Les débats autour de l’arbitrage continuent d’animer la Coupe du monde 2026. Face aux nombreuses controverses nées depuis le début du tournoi, le président de la Commission des arbitres de la FIFA, Pierluigi Collina, a pris la parole pour défendre les officiels et rappeler les principes qui guident leurs décisions.
À l’issue des huitièmes de finale, l’ancien arbitre italien a estimé que les prestations des arbitres étaient globalement satisfaisantes malgré un tournoi particulièrement exigeant. Avec 96 rencontres déjà disputées, soit une cinquantaine de pour cent de plus que lors de l’édition 2022 au Qatar, il juge que les officiels ont su répondre aux attentes.
S’il admet que certaines décisions puissent faire l’objet de discussions, Collina distingue les critiques légitimes des attaques personnelles. « Les discussions constructives sur les décisions arbitrales auront toujours leur place dans le football », a-t-il déclaré, avant de dénoncer les accusations portant atteinte à l’intégrité des arbitres.

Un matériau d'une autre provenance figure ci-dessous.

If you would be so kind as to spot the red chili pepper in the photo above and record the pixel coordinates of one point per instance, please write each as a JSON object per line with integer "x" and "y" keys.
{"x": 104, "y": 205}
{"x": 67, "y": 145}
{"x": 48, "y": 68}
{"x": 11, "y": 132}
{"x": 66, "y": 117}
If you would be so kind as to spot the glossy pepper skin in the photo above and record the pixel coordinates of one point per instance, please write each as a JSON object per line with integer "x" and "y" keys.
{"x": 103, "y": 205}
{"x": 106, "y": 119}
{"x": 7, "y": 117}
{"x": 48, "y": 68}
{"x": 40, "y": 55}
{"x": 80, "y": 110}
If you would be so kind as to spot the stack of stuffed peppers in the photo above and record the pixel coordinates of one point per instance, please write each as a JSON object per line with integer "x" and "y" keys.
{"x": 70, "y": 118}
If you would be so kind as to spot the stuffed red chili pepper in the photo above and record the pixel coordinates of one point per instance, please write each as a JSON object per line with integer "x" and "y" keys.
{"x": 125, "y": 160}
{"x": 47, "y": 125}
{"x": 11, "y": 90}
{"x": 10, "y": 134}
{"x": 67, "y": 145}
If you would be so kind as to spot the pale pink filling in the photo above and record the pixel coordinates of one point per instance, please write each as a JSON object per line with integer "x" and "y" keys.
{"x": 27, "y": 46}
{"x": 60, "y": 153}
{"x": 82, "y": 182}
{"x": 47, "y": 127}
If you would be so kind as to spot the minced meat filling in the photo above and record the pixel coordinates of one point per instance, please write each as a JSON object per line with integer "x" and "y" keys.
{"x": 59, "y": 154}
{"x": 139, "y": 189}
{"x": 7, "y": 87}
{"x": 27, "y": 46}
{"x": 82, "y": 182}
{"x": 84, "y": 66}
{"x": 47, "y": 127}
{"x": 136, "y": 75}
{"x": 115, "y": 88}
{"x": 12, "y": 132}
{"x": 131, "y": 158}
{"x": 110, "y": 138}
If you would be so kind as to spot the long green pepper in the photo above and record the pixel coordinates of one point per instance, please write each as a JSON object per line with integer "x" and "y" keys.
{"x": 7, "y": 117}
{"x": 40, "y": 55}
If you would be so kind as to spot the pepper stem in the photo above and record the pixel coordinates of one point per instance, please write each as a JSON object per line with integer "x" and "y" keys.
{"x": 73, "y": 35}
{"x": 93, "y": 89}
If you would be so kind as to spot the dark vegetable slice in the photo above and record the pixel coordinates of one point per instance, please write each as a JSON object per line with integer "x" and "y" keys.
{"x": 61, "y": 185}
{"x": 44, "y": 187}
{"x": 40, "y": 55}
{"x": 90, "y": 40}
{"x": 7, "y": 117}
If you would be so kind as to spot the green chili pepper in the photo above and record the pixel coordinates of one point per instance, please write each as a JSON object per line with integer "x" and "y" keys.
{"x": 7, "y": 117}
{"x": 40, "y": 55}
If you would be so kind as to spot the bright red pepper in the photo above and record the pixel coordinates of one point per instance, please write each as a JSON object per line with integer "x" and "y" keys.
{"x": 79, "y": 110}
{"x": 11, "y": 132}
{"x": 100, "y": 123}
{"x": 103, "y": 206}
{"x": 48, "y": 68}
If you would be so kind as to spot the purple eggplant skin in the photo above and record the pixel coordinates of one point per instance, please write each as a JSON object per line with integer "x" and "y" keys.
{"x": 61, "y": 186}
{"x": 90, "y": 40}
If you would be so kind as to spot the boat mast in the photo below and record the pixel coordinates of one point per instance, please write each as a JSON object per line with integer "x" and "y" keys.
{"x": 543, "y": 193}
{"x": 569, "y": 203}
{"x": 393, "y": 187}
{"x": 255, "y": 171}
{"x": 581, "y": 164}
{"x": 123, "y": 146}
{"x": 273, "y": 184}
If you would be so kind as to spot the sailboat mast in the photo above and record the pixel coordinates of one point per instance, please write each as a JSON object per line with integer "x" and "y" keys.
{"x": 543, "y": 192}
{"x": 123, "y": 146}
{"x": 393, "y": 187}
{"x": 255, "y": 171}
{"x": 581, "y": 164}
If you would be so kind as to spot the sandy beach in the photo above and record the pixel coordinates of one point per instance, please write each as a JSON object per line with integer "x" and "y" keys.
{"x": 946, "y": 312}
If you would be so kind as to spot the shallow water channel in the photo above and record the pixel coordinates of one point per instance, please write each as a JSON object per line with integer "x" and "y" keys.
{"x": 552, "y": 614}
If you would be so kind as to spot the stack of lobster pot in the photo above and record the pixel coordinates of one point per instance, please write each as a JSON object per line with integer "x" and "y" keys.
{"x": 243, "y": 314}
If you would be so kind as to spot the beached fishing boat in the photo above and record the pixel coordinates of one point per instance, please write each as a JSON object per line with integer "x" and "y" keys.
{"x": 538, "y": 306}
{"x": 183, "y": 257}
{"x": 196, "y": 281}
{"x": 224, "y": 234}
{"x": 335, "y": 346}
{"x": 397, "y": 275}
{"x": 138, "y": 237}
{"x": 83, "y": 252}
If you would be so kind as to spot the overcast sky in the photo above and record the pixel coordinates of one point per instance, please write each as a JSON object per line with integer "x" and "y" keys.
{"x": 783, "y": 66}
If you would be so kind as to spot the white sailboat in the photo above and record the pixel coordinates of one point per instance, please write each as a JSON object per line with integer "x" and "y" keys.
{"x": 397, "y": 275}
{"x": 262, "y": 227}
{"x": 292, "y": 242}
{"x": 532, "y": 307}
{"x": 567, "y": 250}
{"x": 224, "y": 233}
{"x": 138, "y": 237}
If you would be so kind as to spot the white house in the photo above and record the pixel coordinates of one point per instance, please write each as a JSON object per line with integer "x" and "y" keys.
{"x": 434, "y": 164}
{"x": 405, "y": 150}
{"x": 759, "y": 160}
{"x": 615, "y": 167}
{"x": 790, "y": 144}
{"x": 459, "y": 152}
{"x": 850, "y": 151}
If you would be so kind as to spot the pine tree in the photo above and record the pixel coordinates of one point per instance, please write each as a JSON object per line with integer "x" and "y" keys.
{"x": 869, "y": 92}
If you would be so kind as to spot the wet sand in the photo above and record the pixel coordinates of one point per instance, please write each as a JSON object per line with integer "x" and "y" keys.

Selon lui, ces remises en cause dépassent parfois le cadre sportif et peuvent avoir de graves conséquences. « Personne ne peut remettre en question l’intégrité des arbitres de la Coupe du monde. Lorsque cela arrive, cela peut entraîner des menaces envers eux et leurs familles. C’est inacceptable », a-t-il insisté.
Le patron de l’arbitrage à la Coupe du monde 2026 se défend
Le responsable de l’arbitrage mondial a également rejeté toute idée d’une influence de la FIFA sur les décisions prises pendant les rencontres. Il a assuré que les arbitres travaillent de manière totalement indépendante et qu’aucune consigne ne leur est imposée par l’instance dirigeante ou par son président, Gianni Infantino.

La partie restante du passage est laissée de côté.